I have a 2016 S3 with the latest APR high Torque stage 1 tune. I am following the normal directions to use launch control, but the car seems to be fighting holding revs at start and then it cuts fuel at the top of the rpm band. Makes it lurch/pause. Anyone else experiencing anything similar? I can try to paddle shift from 1st to 2nd before the fuel cutoff kicks in, but would be nice if I could just press the gas and hold the brake at start without tricking it to hold rpms. Thanks.


----------



## jiannu (Jun 10, 2015)

jedredgti said:


> I have a 2016 S3 with the latest APR high Torque stage 1 tune. I am following the normal directions to use launch control, but the car seems to be fighting holding revs at start and then it cuts fuel at the top of the rpm band. Makes it lurch/pause. Anyone else experiencing anything similar? I can try to paddle shift from 1st to 2nd before the fuel cutoff kicks in, but would be nice if I could just press the gas and hold the brake at start without tricking it to hold rpms. Thanks.


1st you need to make sure traction control is completely off...do that by holding the traction button on the dash near the hazard button hold it for around 3-5 seconds until 2 messages pop up...Traction control off then ecs off. Once both are off completely stop and firmly hold brakes, now Press accelerator and hold rpm until 3k. The key here is to build up 'boost pressure' once you built up boost you can let go of brake and " launch "


----------



## SYMAWD (Apr 20, 2014)

Make sure the oil is up to temp otherwise it will not engage.


----------



## jedredgti (Jun 25, 2009)

*S3 launch control (APR tuned)*

I am familiar with the steps to take and use launch control, but the engine will not freely rev. when it is engaged. 

I have to feather the throttle and it will give me about 1K RPM at a time only.

Watching the videos on Youtube, no one else seems to show this "issue".


----------



## TripE46 (Feb 23, 2013)

You really have to mash the brake. I had the same trouble the first few times that I tried, wheel must be straight as well.


----------



## superwtc (Feb 19, 2006)

TripE46 said:


> You really have to mash the brake. I had the same trouble the first few times that I tried, wheel must be straight as well.


^this

I had a difficult time, wound being me not pressing the brake down hard enough


----------



## M this 2! (Feb 8, 2012)

If it's at 1k rpm, launch is not activated. Besides warming it up, traction control off (esp does not have to be off), you ALSO need to be in S mode with the tranny. 

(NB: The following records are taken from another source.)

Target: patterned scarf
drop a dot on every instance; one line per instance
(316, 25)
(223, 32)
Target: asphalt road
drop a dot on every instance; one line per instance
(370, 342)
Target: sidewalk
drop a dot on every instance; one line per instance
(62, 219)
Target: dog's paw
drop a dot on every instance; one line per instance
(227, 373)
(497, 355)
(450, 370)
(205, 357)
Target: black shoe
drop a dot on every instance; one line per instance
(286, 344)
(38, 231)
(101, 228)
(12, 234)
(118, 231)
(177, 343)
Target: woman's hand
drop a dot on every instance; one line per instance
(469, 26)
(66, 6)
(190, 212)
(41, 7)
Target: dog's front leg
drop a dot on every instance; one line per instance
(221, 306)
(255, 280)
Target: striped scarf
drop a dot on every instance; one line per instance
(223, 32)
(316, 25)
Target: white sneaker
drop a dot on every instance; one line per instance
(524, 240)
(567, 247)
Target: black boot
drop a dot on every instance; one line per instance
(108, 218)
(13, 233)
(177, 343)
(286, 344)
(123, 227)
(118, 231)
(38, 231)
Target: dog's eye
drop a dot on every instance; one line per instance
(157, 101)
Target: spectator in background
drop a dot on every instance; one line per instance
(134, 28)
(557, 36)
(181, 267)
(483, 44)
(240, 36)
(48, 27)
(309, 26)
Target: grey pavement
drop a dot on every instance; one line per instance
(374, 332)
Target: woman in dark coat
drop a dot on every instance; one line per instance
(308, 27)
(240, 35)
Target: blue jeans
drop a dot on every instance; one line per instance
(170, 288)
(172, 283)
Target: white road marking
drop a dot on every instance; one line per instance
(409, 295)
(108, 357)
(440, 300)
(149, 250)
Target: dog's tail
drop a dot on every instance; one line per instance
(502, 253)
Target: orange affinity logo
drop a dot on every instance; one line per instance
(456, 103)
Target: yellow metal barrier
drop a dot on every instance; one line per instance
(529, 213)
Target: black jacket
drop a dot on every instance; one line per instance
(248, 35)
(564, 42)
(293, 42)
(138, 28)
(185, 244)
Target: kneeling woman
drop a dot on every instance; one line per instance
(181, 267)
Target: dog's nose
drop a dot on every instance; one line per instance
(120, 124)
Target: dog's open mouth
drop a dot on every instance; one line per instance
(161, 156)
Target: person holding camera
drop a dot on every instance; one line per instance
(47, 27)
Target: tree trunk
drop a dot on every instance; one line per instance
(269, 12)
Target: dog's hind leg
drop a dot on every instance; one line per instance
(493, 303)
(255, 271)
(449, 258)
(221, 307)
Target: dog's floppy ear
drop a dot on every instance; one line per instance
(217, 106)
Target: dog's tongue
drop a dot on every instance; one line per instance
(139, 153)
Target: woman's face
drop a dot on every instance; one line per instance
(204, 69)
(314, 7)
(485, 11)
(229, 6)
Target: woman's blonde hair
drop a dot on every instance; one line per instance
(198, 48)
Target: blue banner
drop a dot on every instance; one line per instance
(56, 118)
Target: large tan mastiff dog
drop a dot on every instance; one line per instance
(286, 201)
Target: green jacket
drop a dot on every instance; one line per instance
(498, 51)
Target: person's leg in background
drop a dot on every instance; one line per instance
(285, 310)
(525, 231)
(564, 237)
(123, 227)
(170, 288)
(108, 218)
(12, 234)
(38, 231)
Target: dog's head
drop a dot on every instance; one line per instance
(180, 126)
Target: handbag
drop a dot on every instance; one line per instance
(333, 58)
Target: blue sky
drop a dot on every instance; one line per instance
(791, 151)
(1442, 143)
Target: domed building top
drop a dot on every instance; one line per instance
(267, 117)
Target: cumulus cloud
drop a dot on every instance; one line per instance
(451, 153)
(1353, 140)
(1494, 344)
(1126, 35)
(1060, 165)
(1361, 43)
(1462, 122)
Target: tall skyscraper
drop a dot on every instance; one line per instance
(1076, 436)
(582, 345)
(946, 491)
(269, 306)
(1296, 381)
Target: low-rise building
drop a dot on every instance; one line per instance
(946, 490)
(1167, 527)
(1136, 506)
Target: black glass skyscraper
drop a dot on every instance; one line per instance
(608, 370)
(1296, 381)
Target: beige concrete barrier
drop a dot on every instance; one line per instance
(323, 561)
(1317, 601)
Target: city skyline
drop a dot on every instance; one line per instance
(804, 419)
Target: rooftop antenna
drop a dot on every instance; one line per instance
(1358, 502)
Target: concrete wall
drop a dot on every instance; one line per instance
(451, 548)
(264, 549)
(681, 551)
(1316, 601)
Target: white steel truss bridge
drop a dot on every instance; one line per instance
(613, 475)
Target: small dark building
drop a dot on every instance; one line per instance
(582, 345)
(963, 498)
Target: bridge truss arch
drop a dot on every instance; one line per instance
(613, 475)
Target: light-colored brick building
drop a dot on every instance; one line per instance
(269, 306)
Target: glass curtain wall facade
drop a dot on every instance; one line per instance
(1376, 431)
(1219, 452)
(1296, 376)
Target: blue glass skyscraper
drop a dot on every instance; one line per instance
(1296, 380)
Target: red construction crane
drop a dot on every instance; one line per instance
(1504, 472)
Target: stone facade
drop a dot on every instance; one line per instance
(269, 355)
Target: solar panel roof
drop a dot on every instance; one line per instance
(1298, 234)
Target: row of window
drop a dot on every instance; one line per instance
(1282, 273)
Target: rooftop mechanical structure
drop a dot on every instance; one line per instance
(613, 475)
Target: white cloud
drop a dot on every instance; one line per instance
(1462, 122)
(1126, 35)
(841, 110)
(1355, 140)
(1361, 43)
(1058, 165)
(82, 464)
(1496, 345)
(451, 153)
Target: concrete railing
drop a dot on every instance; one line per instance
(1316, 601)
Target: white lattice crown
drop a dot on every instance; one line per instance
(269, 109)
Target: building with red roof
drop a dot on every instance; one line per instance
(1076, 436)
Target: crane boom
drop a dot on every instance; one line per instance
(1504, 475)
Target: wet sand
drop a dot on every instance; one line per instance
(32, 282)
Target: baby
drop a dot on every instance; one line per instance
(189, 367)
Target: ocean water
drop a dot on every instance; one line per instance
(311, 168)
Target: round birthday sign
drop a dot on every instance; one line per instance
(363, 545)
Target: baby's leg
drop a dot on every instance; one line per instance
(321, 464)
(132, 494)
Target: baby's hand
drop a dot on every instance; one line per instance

If it is going up to 3-4k and then being weird, it is another issue all together. Once GIAC I did have times where the car did not like 4k launch and would shut down the attempt. But then lowering to 3k was fine and faster in the end!!


----------



## 1998GTIVR6 (Nov 28, 2005)

jiannu said:


> 1st you need to make sure traction control is completely off...do that by holding the traction button on the dash near the hazard button hold it for around 3-5 seconds until 2 messages pop up...Traction control off then ecs off. Once both are off completely stop and firmly hold brakes, now Press accelerator and hold rpm until 3k. The key here is to build up 'boost pressure' once you built up boost you can let go of brake and " launch "



I believe that you are incorrect. The standard S3 factory launch control is set at 4000 rpm and not at 3000rpm


----------



## 1998GTIVR6 (Nov 28, 2005)

To the OP. I was having similar issues. You need to disable traction control and stability control(press the button for like 3-4 seconds). The key step also is to press the brake pedal hard and hit the gas pedal to the floor(pedal to the metal sort of speak)


----------